About Me
Success.
Failure.
Reinvention.
I’ve lived all three and built something better on the other side.
I didn’t start in boardrooms. My early years were spent inside founder-led businesses — close to the action, learning fast under sharp, successful CEOs. That foundation shaped how I think: practical, entrepreneurial, and relentlessly curious.
Later, I moved into senior roles at CBRE and BNP Paribas Real Estate, advising institutional clients on over £500 million in prime London development deals. I built a reputation for calm execution, sharp structuring, and strategic clarity.
On paper, it was a success story. Privately, something had shifted.
The work no longer matched the person I was becoming. I began questioning the path I was on — not in crisis, but more a quiet, persistent misalignment between what I was doing and what I actually wanted to build.

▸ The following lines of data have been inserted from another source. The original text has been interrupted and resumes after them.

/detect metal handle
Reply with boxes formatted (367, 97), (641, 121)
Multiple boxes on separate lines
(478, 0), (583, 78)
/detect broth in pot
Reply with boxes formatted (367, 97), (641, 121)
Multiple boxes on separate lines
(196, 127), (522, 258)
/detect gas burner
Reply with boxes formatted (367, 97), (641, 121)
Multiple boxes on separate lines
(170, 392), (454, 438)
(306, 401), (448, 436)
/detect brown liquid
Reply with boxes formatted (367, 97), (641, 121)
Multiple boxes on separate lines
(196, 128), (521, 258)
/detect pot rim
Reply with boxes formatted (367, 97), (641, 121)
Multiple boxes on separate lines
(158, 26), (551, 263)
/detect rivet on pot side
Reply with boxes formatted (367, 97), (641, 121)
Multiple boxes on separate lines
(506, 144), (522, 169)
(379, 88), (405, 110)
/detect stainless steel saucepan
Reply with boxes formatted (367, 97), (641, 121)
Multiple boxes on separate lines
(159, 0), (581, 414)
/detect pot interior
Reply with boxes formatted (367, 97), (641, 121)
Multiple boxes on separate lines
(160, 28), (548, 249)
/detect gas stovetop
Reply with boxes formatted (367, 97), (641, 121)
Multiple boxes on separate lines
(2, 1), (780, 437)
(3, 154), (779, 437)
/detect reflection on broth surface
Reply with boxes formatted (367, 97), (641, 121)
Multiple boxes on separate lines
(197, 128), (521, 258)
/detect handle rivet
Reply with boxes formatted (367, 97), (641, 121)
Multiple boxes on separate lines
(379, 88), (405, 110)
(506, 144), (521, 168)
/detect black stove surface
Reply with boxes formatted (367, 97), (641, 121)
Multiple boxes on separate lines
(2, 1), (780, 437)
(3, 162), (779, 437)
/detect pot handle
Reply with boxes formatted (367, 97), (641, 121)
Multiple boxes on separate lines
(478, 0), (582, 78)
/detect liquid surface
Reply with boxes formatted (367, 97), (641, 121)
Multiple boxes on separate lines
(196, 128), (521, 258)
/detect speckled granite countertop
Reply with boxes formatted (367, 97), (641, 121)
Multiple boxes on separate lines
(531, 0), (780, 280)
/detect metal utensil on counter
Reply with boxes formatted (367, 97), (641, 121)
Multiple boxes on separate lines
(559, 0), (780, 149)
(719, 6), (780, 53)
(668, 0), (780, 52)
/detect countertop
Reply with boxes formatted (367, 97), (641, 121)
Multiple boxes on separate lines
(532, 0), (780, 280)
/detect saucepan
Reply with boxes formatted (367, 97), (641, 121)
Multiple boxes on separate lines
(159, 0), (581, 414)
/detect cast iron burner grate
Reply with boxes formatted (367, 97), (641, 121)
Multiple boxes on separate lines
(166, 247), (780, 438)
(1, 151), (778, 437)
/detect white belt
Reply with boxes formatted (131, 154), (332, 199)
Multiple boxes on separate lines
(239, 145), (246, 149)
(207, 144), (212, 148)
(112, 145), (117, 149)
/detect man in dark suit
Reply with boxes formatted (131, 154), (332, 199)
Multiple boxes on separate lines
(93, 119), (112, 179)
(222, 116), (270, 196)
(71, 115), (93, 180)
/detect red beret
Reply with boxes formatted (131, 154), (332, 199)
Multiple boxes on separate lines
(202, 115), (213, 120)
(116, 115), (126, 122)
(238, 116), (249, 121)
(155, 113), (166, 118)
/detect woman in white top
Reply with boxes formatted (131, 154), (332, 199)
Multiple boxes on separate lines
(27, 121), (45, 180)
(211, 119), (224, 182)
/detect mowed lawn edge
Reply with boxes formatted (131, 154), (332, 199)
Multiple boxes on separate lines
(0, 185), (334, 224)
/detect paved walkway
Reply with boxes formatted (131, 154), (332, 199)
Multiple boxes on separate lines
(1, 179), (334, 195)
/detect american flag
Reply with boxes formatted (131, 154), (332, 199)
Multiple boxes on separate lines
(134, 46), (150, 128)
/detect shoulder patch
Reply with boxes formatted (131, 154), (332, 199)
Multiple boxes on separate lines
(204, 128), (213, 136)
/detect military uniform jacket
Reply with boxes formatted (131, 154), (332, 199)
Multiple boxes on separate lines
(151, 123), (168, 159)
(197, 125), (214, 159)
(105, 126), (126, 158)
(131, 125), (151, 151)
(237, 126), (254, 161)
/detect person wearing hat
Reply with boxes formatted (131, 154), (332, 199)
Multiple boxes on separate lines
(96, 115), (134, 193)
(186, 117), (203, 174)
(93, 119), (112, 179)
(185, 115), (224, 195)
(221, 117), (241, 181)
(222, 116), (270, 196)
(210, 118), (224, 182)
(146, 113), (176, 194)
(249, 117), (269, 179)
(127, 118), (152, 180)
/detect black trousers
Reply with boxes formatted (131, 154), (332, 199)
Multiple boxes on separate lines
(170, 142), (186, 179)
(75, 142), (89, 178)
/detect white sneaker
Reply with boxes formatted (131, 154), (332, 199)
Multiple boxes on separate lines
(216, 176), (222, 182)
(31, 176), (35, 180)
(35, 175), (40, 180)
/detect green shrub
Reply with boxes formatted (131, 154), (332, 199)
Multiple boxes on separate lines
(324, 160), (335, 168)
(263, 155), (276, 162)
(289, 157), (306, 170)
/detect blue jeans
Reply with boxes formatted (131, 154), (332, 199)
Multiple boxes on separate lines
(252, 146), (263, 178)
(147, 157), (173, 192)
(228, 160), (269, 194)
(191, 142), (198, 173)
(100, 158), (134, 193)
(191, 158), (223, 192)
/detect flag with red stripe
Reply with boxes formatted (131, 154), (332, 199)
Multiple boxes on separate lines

So I made a decision most people don’t.
So I stepped away. No roadmap, no perfect plan, no safety net. Just a clear decision to reorient. To explore what success could look like on my own terms.
What followed was one of the most formative periods of my life. I ran large-scale expeditions and music events — environments where leadership isn't theoretical, where decisions carry real consequences, and where reading people quickly is a survival skill.
I rebuilt my thinking from the ground up.
That led to founding Caldera Capital, a London-based property investment fund built on trust, alignment, and long-term thinking. And it opened space for the advisory work I do now — working privately with founders, operators, executives, and high performers navigating their own crossroads.
People who've built something real, but sense there's a sharper version of what they're doing — or who they're becoming. I work with a small number of people at a time. Privately, directly, and without the usual noise.
Now, I work with anyone looking to take the road less travelled. Typically, that’s founders, investors, and high performers navigating their own inflection points. People who’ve succeeded — but know there's more. Not just more to have, but more to become.